El día sábado 28 de febrero, volvimos a ser testigos de una ofensiva —la segunda en lo que va de este año— por parte de Estados Unidos de Norteamérica, a otro país. En esta ocasión uno con el que Washington mantiene desde hace décadas una relación marcada por confrontaciones diplomáticas y episodios bélicos indirectos, Irán.

Esta escalada de fuerza abre interrogantes que rebasan la coyuntura militar ente Israel y Estados Unidos y pone en cuestionamiento si lo que está en discusión es una nueva política mundial que avanza muy rápido hacia una normalización del uso preventivo de la fuerza o si aún es posible sostener un sistema, como el de las Naciones Unidas, basado en normas, instituciones y negociación política. Lo anterior se vuelve más cuestionable a la luz de los antecedentes recientes de intervención norteamericana en la región latinoamericana, advertencias hacia Cuba, presiones a México y la extracción del Presidente de Venezuela para enjuiciarlo.

En este contexto, la posición de México, expresada a través de nuestra presidenta, la Dra. Claudia Sheinbaum, refleja el respeto a la tradición diplomática que México ha construido desde hace dos siglos, cuando señala que nuestro país siempre va a abogar por la paz mundial, la cual se expresa claramente en nuestra doctrina constitucional. Es el artículo 89 el que establece los principios rectores de nuestra política exterior: autodeterminación de los pueblos, no intervención, solución pacífica de las controversias, proscripción del uso de la fuerza, igualdad jurídica de los Estados, cooperación para el desarrollo y respeto a los derechos humanos.

México no adoptó esos principios solo por idealismo, los construyó a partir de la propia experiencia histórica, desde la guerra de 1847 hasta la ocupación de Veracruz en 1914. De ahí la tradición diplomática que entiende al derecho internacional como un instrumento para la defensa de la soberanía.

En contraste, es importante destacar que, a pesar de contar con una tradición semejante por parte de la comunidad europea, su reacción desigual a hechos recientes confirma la fragilidad del momento. La firme oposición de Europa ante cualquier intento de modificar el estatus territorial de Groenlandia contrasta con la cautela frente a los bombardeos en Irán. Esta selectividad erosiona la credibilidad de un sistema creado por todos los países y basado en reglas que deberían aplicarse igual y sin distinciones o de lo contrario dejan de ser principios y se convierten en posiciones circunstanciales.
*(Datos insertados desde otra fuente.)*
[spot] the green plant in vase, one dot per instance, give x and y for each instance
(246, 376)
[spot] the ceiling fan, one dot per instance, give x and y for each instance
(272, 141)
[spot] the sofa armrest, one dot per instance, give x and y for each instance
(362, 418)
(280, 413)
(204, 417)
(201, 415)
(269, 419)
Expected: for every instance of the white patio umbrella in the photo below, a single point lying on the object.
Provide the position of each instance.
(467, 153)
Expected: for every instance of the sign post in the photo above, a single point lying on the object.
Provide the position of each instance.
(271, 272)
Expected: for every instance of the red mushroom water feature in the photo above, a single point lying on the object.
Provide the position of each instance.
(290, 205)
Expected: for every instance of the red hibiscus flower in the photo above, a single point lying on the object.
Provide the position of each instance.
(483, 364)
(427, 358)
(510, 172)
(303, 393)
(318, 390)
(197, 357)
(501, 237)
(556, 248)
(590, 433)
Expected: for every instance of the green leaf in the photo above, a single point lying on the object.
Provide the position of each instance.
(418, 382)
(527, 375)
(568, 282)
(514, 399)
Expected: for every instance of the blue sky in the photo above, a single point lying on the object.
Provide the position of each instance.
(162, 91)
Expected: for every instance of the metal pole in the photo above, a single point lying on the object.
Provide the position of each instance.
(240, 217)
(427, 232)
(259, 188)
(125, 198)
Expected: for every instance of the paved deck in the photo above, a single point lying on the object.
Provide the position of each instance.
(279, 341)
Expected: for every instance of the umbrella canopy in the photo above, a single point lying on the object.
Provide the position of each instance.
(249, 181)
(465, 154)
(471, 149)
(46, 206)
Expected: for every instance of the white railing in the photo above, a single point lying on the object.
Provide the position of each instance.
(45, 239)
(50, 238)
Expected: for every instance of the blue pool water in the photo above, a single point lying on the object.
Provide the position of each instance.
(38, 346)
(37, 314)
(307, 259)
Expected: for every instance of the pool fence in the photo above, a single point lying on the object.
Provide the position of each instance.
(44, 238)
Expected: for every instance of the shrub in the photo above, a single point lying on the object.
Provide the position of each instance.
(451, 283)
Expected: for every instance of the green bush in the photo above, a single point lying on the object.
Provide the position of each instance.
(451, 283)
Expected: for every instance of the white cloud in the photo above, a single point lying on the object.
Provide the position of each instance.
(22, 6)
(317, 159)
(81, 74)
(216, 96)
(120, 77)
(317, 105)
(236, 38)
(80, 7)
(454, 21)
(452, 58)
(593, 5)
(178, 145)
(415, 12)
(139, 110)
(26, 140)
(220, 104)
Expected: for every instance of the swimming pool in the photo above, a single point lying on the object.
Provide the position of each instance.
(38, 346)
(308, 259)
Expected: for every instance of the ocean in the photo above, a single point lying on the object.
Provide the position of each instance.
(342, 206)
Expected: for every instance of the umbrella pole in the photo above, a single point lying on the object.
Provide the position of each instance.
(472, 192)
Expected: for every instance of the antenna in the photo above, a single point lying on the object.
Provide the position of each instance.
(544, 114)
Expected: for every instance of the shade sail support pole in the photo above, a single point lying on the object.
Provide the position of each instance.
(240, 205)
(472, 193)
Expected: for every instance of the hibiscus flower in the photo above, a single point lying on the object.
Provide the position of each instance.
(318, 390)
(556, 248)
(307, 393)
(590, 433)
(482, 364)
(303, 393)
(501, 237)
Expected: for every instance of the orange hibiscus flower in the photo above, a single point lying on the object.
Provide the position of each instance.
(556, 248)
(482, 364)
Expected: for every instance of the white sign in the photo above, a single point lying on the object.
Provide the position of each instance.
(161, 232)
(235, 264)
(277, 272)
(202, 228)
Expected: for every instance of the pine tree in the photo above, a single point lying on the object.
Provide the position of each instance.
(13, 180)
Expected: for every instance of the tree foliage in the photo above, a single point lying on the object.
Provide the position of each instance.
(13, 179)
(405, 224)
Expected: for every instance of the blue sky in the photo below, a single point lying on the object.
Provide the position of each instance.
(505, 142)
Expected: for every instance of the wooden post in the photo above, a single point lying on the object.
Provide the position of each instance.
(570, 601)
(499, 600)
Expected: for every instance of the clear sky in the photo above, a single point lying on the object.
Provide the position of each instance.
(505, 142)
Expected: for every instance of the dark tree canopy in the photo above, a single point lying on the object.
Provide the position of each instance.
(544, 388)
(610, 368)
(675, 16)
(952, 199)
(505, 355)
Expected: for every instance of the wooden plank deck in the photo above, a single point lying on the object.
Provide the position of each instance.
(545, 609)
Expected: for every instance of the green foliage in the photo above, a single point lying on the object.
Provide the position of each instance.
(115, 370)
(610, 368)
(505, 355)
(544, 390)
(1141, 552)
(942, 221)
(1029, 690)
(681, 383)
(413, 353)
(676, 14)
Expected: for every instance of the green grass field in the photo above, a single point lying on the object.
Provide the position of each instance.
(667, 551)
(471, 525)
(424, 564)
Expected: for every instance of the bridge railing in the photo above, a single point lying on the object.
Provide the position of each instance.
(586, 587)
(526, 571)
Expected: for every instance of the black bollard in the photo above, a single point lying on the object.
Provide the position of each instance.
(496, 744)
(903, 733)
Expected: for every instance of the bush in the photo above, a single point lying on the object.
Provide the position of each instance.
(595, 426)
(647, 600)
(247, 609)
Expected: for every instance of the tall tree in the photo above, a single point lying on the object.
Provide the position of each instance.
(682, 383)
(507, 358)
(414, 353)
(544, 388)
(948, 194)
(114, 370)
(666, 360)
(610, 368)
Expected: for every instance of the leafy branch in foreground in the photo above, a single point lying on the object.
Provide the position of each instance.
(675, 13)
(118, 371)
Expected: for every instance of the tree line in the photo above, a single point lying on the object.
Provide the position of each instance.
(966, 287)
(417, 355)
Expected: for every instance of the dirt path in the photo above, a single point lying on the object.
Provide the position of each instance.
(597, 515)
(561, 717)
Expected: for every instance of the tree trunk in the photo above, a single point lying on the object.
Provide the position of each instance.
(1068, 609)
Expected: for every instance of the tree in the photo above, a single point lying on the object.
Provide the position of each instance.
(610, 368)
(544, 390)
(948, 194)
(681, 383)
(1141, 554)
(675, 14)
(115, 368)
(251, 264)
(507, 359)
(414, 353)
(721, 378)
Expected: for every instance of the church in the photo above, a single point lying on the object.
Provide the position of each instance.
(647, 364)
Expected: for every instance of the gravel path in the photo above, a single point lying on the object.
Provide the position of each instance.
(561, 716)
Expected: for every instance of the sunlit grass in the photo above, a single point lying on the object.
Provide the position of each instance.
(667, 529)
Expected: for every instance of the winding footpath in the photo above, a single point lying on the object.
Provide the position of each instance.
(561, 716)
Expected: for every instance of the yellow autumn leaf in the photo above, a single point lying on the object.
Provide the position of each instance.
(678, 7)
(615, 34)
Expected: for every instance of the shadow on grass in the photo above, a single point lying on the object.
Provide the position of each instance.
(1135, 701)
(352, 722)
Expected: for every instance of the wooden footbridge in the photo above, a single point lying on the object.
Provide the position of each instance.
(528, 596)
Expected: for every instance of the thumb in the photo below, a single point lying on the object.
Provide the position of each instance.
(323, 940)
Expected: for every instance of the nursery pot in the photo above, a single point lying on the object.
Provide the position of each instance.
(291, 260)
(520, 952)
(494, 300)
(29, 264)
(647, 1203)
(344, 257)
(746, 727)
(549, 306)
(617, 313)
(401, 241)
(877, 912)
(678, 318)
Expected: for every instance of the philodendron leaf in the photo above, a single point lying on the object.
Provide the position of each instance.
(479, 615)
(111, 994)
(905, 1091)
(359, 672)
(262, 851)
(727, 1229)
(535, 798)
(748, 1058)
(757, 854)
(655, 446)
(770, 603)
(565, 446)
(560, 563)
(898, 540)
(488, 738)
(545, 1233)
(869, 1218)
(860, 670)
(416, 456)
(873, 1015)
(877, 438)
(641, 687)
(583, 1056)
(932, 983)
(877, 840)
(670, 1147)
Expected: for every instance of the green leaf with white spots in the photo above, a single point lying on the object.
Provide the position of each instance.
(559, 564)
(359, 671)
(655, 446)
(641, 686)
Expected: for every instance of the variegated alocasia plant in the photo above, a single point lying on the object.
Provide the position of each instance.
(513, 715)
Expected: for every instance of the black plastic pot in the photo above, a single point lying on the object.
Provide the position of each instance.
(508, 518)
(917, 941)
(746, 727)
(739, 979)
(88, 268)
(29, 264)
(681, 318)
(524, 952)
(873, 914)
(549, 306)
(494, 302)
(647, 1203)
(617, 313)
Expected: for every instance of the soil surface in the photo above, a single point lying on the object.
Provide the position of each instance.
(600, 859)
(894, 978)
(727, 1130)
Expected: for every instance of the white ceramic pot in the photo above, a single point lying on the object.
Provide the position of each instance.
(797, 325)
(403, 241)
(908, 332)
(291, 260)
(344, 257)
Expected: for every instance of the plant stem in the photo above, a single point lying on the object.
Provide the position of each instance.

Para México, el desafío crece, pues compartimos con Estados Unidos una relación económica, social y geográfica profundamente entrelazada. Esta realidad obliga a una interlocución constante, seria y respetuosa pero firme; pues la cooperación de ninguna manera significa renunciar a una voz propia ante esta escalada de violencia; de hecho, nuestra historia nos demuestra que la cercanía con Estados Unidos hace aún más necesario sostener criterios claros, previsibles y jurídicamente fundados.

Defender la paz también es defender el bienestar, el desarrollo y la posibilidad de destinar recursos a la justicia social en lugar de a la confrontación. La política exterior no puede separarse del proyecto de país. Apostar por la diplomacia, el multilateralismo y la cooperación internacional es coherente con una visión que coloca en el centro a las personas y no a la guerra.

En tiempos de incertidumbre internacional, mantener nuestros principios y refrendarlos es una decisión política de gran calado. La paz no es una debilidad, sino la forma más responsable de ejercer la soberanía; es el momento mantener la convicción de que la independencia nacional pasa por sostener las reglas del derecho internacional en lugar de la fuerza y no ser indiferentes ante la violencia que lastima la vida de las personas.